Since all species of a given ethos will have picks that support the strategy of that ethos, getting more species of the same ethos is just increasing the power of the strategy in question. In this case, “gotta-catch-em-all” is restricted to species which support your specific strategy, which will further compel the player to play according to that strategy. An empire with lots of different Reclusive species should be a more powerful spying empire than an empire with only a small number of Reclusive species, but if you throw some Democrats into the mix, the empire will get a lot harder to maintain. This makes a nice balance between species that you can easily incorporate into your empire, and species which will be more difficult to incorporate, but will give your empire more flexibility to branch out into a different strategy. Usually, just maxing out your own single strategy will be superior, but sometimes, the decrease in allegiance will be necessary to add that extra dimension to your strategy.
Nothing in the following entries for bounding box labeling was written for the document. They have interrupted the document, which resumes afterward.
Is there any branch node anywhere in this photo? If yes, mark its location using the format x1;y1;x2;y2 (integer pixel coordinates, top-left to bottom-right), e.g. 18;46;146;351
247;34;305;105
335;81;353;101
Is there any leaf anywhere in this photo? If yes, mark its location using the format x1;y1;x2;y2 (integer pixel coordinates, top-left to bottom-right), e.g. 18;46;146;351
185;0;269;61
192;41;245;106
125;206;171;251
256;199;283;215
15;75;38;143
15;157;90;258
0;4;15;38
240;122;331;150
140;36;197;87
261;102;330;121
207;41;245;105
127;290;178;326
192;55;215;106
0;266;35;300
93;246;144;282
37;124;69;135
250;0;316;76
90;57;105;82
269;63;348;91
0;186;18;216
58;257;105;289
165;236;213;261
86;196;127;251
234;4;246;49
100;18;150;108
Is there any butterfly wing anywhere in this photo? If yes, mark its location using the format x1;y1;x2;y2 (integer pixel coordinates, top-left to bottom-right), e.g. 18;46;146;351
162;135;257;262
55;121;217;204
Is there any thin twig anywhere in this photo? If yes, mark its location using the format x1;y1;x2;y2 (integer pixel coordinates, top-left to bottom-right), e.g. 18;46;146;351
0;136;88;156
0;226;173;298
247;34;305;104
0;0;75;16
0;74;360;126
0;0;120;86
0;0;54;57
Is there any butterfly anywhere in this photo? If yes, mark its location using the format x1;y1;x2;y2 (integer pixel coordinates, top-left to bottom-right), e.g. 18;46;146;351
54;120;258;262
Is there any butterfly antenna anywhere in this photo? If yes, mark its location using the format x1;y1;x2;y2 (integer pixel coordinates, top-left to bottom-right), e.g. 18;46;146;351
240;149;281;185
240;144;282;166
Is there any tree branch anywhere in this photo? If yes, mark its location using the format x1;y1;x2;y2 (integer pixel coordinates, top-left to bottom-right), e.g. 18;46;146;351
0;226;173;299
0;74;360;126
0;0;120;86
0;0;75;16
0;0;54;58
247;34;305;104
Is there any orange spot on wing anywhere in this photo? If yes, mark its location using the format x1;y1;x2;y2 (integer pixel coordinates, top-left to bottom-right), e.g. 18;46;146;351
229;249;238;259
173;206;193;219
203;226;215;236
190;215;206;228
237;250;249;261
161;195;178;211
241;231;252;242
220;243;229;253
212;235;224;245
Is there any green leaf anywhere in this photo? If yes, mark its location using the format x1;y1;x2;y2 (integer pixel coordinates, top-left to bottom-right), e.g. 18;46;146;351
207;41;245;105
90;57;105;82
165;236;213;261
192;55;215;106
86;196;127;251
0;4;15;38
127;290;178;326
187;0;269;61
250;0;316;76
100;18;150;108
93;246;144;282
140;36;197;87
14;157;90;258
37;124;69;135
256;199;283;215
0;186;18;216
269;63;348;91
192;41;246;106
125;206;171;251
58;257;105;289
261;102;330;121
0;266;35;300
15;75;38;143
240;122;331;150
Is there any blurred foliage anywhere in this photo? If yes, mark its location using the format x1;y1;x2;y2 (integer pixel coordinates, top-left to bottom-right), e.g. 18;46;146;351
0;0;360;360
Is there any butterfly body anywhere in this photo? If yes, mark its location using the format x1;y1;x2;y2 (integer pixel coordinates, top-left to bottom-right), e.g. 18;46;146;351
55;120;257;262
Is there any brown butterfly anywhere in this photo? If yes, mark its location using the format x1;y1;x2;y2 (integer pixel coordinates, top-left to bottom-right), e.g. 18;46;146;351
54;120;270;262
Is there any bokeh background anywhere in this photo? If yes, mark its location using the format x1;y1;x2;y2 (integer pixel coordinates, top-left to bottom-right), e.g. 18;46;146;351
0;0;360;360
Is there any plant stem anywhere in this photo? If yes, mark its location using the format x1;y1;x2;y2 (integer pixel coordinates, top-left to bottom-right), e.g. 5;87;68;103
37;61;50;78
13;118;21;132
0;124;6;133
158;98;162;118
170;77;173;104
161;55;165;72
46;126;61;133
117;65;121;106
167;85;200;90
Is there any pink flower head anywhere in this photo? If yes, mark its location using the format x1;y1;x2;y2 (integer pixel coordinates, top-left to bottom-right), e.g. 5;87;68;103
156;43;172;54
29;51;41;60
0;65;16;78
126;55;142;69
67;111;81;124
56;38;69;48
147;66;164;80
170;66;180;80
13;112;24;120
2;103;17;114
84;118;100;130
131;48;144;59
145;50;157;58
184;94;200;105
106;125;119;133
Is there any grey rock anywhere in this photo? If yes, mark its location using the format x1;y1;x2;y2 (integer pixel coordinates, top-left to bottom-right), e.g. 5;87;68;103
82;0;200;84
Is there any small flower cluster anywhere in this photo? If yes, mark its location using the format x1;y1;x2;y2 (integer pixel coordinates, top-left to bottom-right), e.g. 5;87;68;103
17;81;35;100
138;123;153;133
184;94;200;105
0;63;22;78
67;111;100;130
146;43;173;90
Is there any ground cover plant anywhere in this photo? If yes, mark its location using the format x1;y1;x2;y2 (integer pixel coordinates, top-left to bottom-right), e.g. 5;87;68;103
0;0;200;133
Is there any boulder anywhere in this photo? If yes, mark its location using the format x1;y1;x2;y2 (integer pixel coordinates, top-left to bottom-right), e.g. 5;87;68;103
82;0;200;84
I'm not really sure i understand this criticism. I assume by "diplomatic" you mean an empire that tries to make every species like him? It seems that you have a much more specific definition in mind, which i don't quite get. I don't see why a very specific version of "diplomatic strategy" needs to be supported, but my system would certainly support strategies that include trying to make friends with (more or less) everyone. The trade off is pretty natural. An empire can focus on keeping a subset of all species very happy with him, or he can spread that around and try to make all species moderately pleased with him.
He can’t just make all species moderately
happy with him. He has to make them have higher
allegiance towards him than to his opponents. This way, his opponents will use him as their “quick fix for low happiness” - by giving him presents, they get a happiness boost on worlds that have higher allegiance to him than to them. This increased allegiance is maintained by keeping most alignment scales in the middle, and all species-empire alignments higher than his opponents’. This way, as the game progresses, he will start with higher allegiance from everyone due to species-empire alignment. This is accomplished by staying “neutral”. with unpaired alignments, this is accomplished by Being Just Great. And if you are Just Great, you’re not just using a diplomatic strategy - you’re using a military strategy, a technological strategy, and exploratory strategy, etc. And since the player is depending on his diplomacy to get him things, he won’t be Just Great, and therefore other species won’t have higher allegiance to him. Diplomacy is a way of getting things that involves pleasing everybody, but pleasing everybody (in an unpaired alignment system) requires being good at getting things in other ways too, which defeats the purpose of a thoroughly diplomatic strategy.
Failing at something should never alter a current alignment value. As eleazar said, all the actions which affect alignment should potentially bring the empire closer to winning the game.
That's not what i meant at all. I said that alignment shouldn't measure inherently useless actions, because the game shouldn't include inherently useless actions. If
we have paired alignments, i don't see why failure shouldn't move them, since they are designed to move both ways.
Because if failing affects a paired alignment, there are situations in which failing would be a good thing, and that should never be the case.